Después de la experiencia por el sudeste asiático, tomamos la decisión de casarnos. Aquella repentina decisión tomó por sorpresa incluso a nuestras propias familias, sobre todo porque nosotros siempre habíamos manifestado nuestro rechazo a los convencionalismos de las instituciones civiles. Podría decir que nuestra boda no fue romántica, pero sí hubo mucho amor de por medio. Fue divertida, llena de baile, música, comida, bebida y sobre todo de gente querida.
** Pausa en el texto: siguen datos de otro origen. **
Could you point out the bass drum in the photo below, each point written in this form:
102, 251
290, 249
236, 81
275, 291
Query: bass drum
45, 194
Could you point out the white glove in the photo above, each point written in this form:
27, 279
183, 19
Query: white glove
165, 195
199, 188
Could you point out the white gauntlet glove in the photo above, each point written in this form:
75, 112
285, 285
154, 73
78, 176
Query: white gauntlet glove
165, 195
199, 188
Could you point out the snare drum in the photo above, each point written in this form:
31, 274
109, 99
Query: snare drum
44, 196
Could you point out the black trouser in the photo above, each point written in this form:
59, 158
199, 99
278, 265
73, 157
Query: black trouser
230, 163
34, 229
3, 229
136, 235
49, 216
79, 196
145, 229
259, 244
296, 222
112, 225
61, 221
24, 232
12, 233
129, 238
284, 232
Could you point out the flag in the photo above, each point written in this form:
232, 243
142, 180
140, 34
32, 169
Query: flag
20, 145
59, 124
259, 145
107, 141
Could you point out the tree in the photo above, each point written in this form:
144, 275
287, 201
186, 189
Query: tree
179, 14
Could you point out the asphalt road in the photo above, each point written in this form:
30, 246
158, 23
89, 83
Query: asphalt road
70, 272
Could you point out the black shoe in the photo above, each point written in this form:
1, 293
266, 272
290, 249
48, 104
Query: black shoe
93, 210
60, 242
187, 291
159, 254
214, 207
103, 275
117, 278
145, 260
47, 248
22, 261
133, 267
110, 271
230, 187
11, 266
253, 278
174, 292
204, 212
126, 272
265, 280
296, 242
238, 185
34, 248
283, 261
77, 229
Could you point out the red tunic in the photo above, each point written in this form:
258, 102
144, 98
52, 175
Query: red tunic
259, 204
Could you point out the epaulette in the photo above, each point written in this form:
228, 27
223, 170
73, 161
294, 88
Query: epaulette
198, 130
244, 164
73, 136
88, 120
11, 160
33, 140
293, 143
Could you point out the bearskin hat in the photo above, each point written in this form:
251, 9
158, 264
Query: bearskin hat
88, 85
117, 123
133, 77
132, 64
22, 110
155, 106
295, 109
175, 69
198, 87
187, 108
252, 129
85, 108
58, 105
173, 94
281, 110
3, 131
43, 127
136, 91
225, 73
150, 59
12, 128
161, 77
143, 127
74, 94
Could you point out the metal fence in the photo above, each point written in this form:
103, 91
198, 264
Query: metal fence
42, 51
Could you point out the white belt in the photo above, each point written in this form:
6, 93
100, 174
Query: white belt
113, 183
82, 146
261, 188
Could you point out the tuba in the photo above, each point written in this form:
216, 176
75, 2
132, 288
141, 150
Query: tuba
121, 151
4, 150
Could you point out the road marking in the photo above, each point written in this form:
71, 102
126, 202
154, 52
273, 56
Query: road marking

Todavía, algunas veces cuando nos preguntamos por qué lo hicimos, nos reímos de aquella absurda decisión, pero no tenemos duda de que hicimos lo correcto.
¡Viva la vida!
Nuestra dinámica de vida no cambió mucho después del matrimonio, continuamos siendo la misma pareja comprometida con las causas que creímos justas luchar y cada uno desde su sitio siguió reivindicándose a partir de su trabajo. En aquel momento ambos estábamos haciendo lo que habíamos planeado, nos acompañábamos y apoyábamos mientras cada uno desarrollaba sus objetivos profesionales. Nos sentíamos tan bien que pensamos que la dicha no tenía fin. Entonces apareció el cáncer.
A mi esposa le detectaron un carcinoma en el cuello del útero que tuvo que ser operado urgentemente. Es verdad cuando se dice que uno nunca está preparado para escuchar esa palabra, cáncer, menos aún si apenas has superado los 30 años de edad. Recuerdo los días previos a la cirugía, en mi cabeza solo rondaba la idea de mantenerme fuerte, no sabía ni por qué ni para qué, pero fue la única manera que hallé para contrarrestar la angustia que sentía al ver a mi compañera librando aquella batalla.
La cirugía resultó exitosa, pero las repercusiones de aquel encuentro con nuestra efímera condición humana nos permitió replantear nuestros objetivos vitales. Antes de que los médicos nos advirtieran de que la posibilidad de conseguir un embarazo después de la cirugía eran escasos, la idea de concebir hasta ese momento era remota. Después de valorar aquel posible escenario fuimos conscientes de que nuestra estabilidad como pareja, o nuestra decisión de permanecer juntos, no estaba ligada a la concepción de una vida, y que la expectativa de recrear una familia tradicional no era nuestra. Aun así decidimos dejar que las cosas sucedieran, porque ante la posibilidad de la muerte nosotros decidimos responder con la posibilidad de la vida. En tan solo un par de meses aquel pronóstico quedó olvidado.
Las siguientes 40 semanas de gestación fueron un remolino de emociones y sentimientos encontrados. Como pareja no teníamos duda de la crianza que deseábamos para nuestra hija, pero individualmente cada uno se enfrentaba a sus propios fantasmas. Yo no tenía duda alguna de la paternidad que deseaba practicar, nunca la tuve antes y tampoco la tuve en ese momento, lo que sí sentía eran las incógnitas de cómo lo haría.
Hay muchos estereotipos creados alrededor de lo que debería ser la paternidad, la mayoría gira en torno a conceptos tradicionales que nos aprisionan en roles establecidos de lo que deberíamos ser; esta carga social también me atravesó y solo consiguió que viviera un período de estrés y ansiedad que limitó en cierto modo el disfrute de la nueva vida que estaba por venir. La experiencia compartida de acompañar una nueva vida me desarmó por completo. Por esta razón, cuando me recuerdo sentado en solitario en aquella sala de hospital, a punto de que mi compañera pariese, recapitulando los momentos decisivos que pasaron en mi vida para llegar a ese momento, me siento totalmente desnudo y expuesto, y creo que por primera esa vez sensación ya no me asusta.
Israel Fuguemann es periodista y fotógrafo documental mexicano. Su trabajo se centra en temas sociales y medioambientales, en especial de pueblos y culturas en resistencia y migraciones.